These days, when Hindi speakers need to search for content on the internet, they can simply type a query in Devnagari script on their mobile phone or give the same voice command. But what about those who communicate in a language only spoken by a few hundred thousand people or with a limited online presence? language.

We use technology to tackle low-resource languages, but we believe that these communities are marginalized in other ways, so they have some idea of ​​their needs and wants.Microsoft Research Kalika Bali of , told indianexpress.com: Bali is an expert in natural language processing, where she combines linguistics and artificial intelligence to train computers to understand spoken and written language.

Kalika Bali, a researcher at MSR India, is an expert in natural language processing and leads Project Ellora. (Photo by Praveen Pillai of Microsoft)

Mr. Bali said the main purpose of ELLORA is to ensure that these languages ​​(languages ​​with few written resources, let alone a digital presence) are not left behind when it comes to some of the advances language technology has witnessed recently. I explained that it is to be Using artificial intelligence (AI) and advanced natural language models. More importantly, a digital presence may help some of these languages ​​survive the threat of extinction.
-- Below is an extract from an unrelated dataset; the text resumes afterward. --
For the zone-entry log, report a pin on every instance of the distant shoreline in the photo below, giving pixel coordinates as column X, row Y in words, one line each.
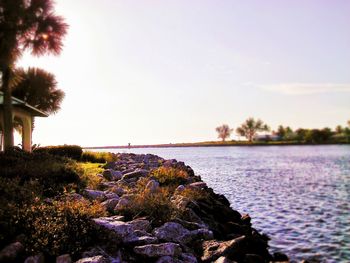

Microsoft Research (MSR) has decided to focus on three of these for now. Gondi with nearly 3 million speakers in Madhya Pradesh, Maharashtra, Chhattisgarh, Andhra Pradesh and Telangana; Mundari spoken in Jharkhand, Orissa and West Bengal; Arunachal Pradesh State Idu Mishmi language.

Bali says Gondi is where the company has had some of its longest-running work, working with CGNet Swara as a partner in Chhattisgarh. CGNet Swara is his online portal where Gondi speakers can report local news in their own language over the phone.

We assisted Adivasi Radio, etc., which was a hub for accessing information over the phone in Gondi. We are working with them to create a machine translation system because one of his biggest problems is accessing information in his native language, Bali says.

MSR plans to test this machine language-based translation system in the field soon. If it works well, Gondhi speakers will be able to access information available in Hindi in their own language. In Arunachal Pradesh, MSR is working on a digital dictionary of Idu Mishmi, in partnership with Pratham books.

Dr. Meenakshi Munda recorded audio samples of Karya’s text to help build a text-to-speech model for Mundari. (Photo by Sunil Bisoyi of Microsoft)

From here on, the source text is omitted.